C’est une mésaventure d’une banalité confondante qui est arrivée à Guillermo del Toro. Comme quoi, les petites boulettes idiotes, ça arrive même aux meilleurs. Direction l’année 2005…
Le réalisateur mexicain sort de deux expériences américaines qui ont été des réussites appréciées des fans, d’abord l’excellent Blade II puis son adaptation de Hellboy. Alors qu’il est très sollicité et qu’il se pose pas mal de questions sur son « ‘film d’après », Guillermo del Toro travaille d’arrache-pied sur plein de trucs en vrac. Et comme d’habitude chez lui, tout est assez fouillis, les idées fusent, il y a plein d’envies, bref ça part dans tous les sens. Heureusement qu’il a son outil magique pour l’aider, un précieux carnet de notes dans lequel il consigne tout. Des bouts de scénario, des idées de films, des croquis, des storyboard. Toute sa vie artistique est là-dedans, contenue dans quelques centaines de pages. On y trouve par exemple tout son boulot sur L’Échine du Diable et Blade II par exemple.

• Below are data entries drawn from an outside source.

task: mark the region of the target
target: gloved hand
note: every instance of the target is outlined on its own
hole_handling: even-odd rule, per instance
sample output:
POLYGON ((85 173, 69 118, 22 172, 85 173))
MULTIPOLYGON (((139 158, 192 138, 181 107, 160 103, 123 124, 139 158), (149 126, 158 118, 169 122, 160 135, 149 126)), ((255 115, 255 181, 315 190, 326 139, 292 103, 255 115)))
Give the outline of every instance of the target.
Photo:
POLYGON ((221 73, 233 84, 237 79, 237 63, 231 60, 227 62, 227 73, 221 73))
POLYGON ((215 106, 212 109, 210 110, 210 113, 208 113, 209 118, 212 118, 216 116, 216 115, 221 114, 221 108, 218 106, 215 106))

A cette période, Guillermo del Toro planchait prioritairement sur deux choses. D’un côté, Le Labyrinthe de Pan, un film fantastique qu’il avait très très envie de faire. De l’autre, un gros blockbuster de super-héros pour Marvel (peut-être Doctor Strange dont une version par del Toro était en préparation avant même le véritable lancement du MCU en 2008). Le souci avec del Toro, c’est qu’il a tendance à bosser un peu partout et tout le temps. Une pause, un trajet à occuper, une idée qui jaillit comme ça et hop, il s’arrête et scribouille dans son carnet. Et là, ce qui devait arriver arriva. Un jour qu’il était dans un taxi à Londres, del Toro plonge le nez dans son fameux carnet pour noter des trucs le temps du trajet. Arrivé en destination, merci au chauffeur, au revoir. Sauf que tête en l’air qu’il est, le mexicain oublie son carnet à l’arrière du taxi ! Évidemment, outre les notes de ses précédents films, il contenait toutes ses idées et dessins de créatures pour son espéré futur film, Le Labyrinthe de Pan, ainsi que toutes celles pour une éventuelle suite à Hellboy et pour le Marvel sur lequel il travaillait. Catastrophe.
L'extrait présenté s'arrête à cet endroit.